This post contains spoilers.
And Just Like That…, the new chapter of Sex and the City, seemed inevitable. It sits squarely in the No One Asked For This camp, but it's already in the culture, and now we must assess and meme this product, both familiar and cringe.
Creator: Michael Patrick King
Streaming: HBO Max
The series reunites us with Carrie, Miranda, and Charlotte in a sexless city.
We first meet Carrie (Sarah Jessica Parker), Miranda (Cynthia Nixon), and Charlotte (Kristin Davis) in their natural habitat: lunching and talking about… podcasts. And Just Like That… goes Game of Thrones with its first episode: A major character dies, and the death is Peloton-related, which is tragically 2021. Even more so: Peloton responded to the incident with a finger-wagging statement, in turn spoiling the big twist for those who hadn’t seen it.

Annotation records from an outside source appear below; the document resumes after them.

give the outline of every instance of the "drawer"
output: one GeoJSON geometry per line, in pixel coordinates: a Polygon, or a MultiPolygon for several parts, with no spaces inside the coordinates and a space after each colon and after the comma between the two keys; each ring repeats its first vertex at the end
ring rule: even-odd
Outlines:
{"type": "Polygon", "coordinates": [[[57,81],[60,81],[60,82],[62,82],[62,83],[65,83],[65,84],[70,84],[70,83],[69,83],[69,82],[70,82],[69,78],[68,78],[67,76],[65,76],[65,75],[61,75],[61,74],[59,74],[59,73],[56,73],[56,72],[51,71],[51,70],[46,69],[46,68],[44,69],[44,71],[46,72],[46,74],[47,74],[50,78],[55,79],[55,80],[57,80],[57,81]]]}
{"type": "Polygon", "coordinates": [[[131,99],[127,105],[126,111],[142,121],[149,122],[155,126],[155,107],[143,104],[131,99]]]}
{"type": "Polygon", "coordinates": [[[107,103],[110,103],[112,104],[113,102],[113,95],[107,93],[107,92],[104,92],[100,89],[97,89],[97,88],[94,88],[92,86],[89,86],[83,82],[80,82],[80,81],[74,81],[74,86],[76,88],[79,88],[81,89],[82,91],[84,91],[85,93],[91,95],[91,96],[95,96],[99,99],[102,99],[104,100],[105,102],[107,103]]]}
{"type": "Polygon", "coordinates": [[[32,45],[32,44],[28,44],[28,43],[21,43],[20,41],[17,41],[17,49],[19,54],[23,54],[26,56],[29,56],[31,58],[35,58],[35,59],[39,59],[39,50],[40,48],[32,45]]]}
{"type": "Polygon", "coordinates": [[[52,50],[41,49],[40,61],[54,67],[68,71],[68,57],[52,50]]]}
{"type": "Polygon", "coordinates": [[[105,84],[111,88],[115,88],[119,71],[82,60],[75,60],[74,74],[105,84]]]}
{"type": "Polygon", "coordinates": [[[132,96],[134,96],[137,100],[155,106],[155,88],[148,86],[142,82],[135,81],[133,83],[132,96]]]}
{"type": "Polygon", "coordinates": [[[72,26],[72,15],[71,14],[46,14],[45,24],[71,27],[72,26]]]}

The series explores grief, something the original didn’t do much. And it not-so-subtly opens up Carrie’s storyline. The fate of Samantha (Kim Cattrall) is also quickly addressed. She moved to London, we’re told, after she and Carrie had a falling out. While it’s long been known Cattrall wouldn’t be part of the series, her absence still hangs over the somber, serious proceedings.
Sex and the City, which ended in 2004, gave its characters the requisite happy endings. Two movies complicated the show’s legacy. AJLT exists in a more domesticated universe. One where COVID, for some reason, is referred to in the past tense.
The new series tries to account for the original’s very white depiction of New York City, adding in Carrie’s podcasting partner Che (Sara Ramírez) and realtor Seema (Sarita Choudhury); Miranda’s professor Nya (Karen Pittman), whom she initially offends by not believing she's a professor; and Charlotte’s new mom-group friend Lisa (Ari Nicole Parker), whom she tries to impress by filling a dinner party with Black women she doesn’t really know. It’s refreshing that it’s showing a more realistic version of the city, but after viewing four episodes (out of 10), I’m really hoping these new characters exist as more than just teachable moments for the main characters.
Change, and how women can do so in their 50s, seems to be the overarching theme here. How to change with the times is, too. Charlotte struggles to accept that her daughter Rose (Alexa Swinton) doesn’t like being referred to as a girl; Miranda is in a sexless relationship with Steve (David Eigenberg) while her 17-year-old son Brady (Niall Cunningham) is having sex all over the house. Carrie, who rose to fame as a sex columnist but always had a very heteronormative view of it, is now on a podcast about sex, in an effort to stay relevant. But she’s not comfortable getting raunchy like her comedian co-hosts (Ramirez and Bobby Lee). When Che confronts her about that, Carrie says she’s going to “step my pussy up.”
Would it have been more realistic if these three women—who still live very comfortably—were totally tuned into allyship and didn't say very embarrassing things? (See: The scene where Miranda flips out about weed.) No. The series is at least trying to address the generational and cultural shift from SATC to Girls to The Sex Lives of College Girls.
That’s not to minimize the influence of Sex and the City on culture; it became a template for TV archetypes, a reflection of the time and place as well as the nuances of women’s friendships. AJLT is a picture of middle age, and there are nuances there as well. But so far it’s all beige.